1. Porãsy (continuação)

345 42 12
                                    


O dia do aniversário de Porãsy chegou e passou sem festa, sem aglomeração. A mãe fez um bolo só para os de casa. Agradeceram a Deus por sua vida, cantaram "Parabéns" e foi só. A garota ganhou alguns presentes baratos, como brincos e colares, algumas roupas e um par de tênis. Este último fora ela quem escolhera e, por isso mesmo, era do jeito que queria.

A promessa de algum evento mais significativo ficou para o próximo mês, quando a irmã mais velha também completaria anos. Comemorariam, assim, os dois aniversários em um só dia: os treze anos de Porãsy e os quinze de Yvy Rajy. Estavam no mês de março e os pais acreditavam que poderiam angariar o dinheiro necessário para fazerem a festa para suas duas filhas. Poderiam até fazer as três festas juntas — a pequenina Amandy completaria cinco anos em maio.

Com essa informação sendo divulgada de casa em casa e nas rodas de tereré, as pessoas começaram a se agitar na comunidade. Aguardavam a festa e imaginavam como ela seria. Queriam música, guaxirê (1) refrigerante e bolo. Não muita coisa além disso. Em especial, bolo.

Os pais das meninas eram, de longe, os que tinham mais condições financeiras ali, pois os dois lecionavam na escola da Missão (2). Além do dinheiro da escola, comentava-se — e a língua do povo era bem ferrenha nesses assuntos — que eles recebiam mais dinheiro nas tantas campanhas que realizavam por todo país e até no exterior, em defesa da causa indígena.
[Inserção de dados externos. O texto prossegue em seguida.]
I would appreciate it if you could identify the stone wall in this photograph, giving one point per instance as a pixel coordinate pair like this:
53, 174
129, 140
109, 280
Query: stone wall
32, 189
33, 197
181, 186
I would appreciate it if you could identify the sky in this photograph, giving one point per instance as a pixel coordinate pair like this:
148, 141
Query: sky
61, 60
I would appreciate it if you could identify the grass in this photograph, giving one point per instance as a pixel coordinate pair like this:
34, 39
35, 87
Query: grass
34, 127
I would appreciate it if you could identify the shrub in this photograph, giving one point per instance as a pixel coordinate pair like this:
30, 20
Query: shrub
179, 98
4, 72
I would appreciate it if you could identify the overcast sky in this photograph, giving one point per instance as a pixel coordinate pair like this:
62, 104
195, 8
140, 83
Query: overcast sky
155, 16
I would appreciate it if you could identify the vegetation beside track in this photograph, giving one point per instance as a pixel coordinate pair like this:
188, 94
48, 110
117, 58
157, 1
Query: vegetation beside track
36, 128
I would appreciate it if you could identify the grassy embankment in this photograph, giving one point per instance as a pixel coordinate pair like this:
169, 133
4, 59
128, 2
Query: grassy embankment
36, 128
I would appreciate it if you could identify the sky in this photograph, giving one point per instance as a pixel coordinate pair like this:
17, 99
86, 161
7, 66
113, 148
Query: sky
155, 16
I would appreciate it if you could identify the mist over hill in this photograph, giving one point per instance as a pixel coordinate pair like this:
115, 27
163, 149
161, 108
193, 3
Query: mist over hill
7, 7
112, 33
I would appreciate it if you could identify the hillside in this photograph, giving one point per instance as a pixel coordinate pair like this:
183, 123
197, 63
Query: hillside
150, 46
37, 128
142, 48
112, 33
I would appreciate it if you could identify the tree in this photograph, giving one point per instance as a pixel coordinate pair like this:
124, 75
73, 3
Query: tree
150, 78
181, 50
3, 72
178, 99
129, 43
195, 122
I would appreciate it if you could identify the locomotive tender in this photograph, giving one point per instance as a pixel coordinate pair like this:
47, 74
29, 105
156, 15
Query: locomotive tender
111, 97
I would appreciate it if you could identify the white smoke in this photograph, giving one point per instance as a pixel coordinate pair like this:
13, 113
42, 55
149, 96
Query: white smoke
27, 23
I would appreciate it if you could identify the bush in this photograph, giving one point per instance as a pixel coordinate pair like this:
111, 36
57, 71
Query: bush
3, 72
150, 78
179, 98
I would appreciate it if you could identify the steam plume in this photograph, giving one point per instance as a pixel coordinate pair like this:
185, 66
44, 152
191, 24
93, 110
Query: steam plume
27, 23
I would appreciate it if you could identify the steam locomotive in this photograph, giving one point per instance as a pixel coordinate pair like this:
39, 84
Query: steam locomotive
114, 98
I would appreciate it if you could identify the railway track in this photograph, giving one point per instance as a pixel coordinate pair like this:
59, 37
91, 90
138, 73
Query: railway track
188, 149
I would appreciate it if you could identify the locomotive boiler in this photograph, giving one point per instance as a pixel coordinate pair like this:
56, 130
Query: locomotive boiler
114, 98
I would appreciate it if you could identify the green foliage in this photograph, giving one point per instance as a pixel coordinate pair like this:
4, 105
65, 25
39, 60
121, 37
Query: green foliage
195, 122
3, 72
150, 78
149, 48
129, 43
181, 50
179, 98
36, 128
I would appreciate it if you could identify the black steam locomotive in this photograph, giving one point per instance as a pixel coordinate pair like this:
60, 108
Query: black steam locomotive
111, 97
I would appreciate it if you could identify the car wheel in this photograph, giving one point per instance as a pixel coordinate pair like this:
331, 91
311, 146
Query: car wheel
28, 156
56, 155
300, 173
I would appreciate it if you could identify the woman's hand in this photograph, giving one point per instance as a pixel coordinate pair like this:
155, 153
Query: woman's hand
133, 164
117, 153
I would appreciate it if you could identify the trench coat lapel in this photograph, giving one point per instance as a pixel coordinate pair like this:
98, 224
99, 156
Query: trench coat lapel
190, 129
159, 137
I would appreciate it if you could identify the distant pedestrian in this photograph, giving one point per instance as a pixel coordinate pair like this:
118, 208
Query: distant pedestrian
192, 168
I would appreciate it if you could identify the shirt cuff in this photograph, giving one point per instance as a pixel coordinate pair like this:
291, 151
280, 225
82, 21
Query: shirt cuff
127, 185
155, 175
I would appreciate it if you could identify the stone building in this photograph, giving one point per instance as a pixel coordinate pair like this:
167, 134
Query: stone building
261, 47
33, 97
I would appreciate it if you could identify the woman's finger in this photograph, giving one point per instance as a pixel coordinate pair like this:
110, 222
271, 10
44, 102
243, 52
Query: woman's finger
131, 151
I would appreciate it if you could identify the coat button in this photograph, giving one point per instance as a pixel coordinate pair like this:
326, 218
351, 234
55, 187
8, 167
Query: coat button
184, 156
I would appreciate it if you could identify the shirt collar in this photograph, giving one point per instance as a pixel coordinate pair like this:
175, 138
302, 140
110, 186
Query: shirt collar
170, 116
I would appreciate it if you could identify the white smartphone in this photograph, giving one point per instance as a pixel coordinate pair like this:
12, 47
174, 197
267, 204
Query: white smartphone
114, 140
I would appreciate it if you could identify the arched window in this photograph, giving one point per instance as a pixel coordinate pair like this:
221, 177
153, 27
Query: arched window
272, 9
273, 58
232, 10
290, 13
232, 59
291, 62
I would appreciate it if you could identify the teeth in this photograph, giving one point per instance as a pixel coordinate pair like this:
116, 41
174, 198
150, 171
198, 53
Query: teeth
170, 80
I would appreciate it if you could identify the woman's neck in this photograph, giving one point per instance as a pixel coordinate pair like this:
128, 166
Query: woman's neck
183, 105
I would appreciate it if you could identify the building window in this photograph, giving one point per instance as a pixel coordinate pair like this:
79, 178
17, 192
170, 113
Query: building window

Eram, com certeza, muito respeitados e admirados, mas sempre havia alguém para levantar alguma suspeita.

No entanto, quem olhasse de fora e não fosse parte da comunidade, jamais diria que eles estavam lucrando de alguma forma com a divulgação das dificuldades indígenas, fosse no país ou fora, pois como os outros, moravam em barracos de lona preta, cercado por outros barracos que tinham a mesma forma e eram construídos do mesmo material.

O espaço ocupado por eles era uma pequena área em que de um lado ficava a rodovia e do outro uma cerca colocada pelo fazendeiro, delimitando sua fazenda. A fazenda ocupava as terras indígenas. Na verdade, o território tradicional desse povo, que esperava um dia sair da estrada, abrangia essa e outras fazendas dos arredores.

A plantação de cana de açúcar se perdia no horizonte, por onde quer que a vista alcançasse. Apenas às margens do rio se via uma vegetação diferente. A mata ciliar, ainda intacta, era original: um corredor de mata atlântica ao longo do rio, com árvores verdes entrelaçadas a cipós e com vegetação rasteira e espessa, enfeitada por diferentes espécies de samambaias e flores.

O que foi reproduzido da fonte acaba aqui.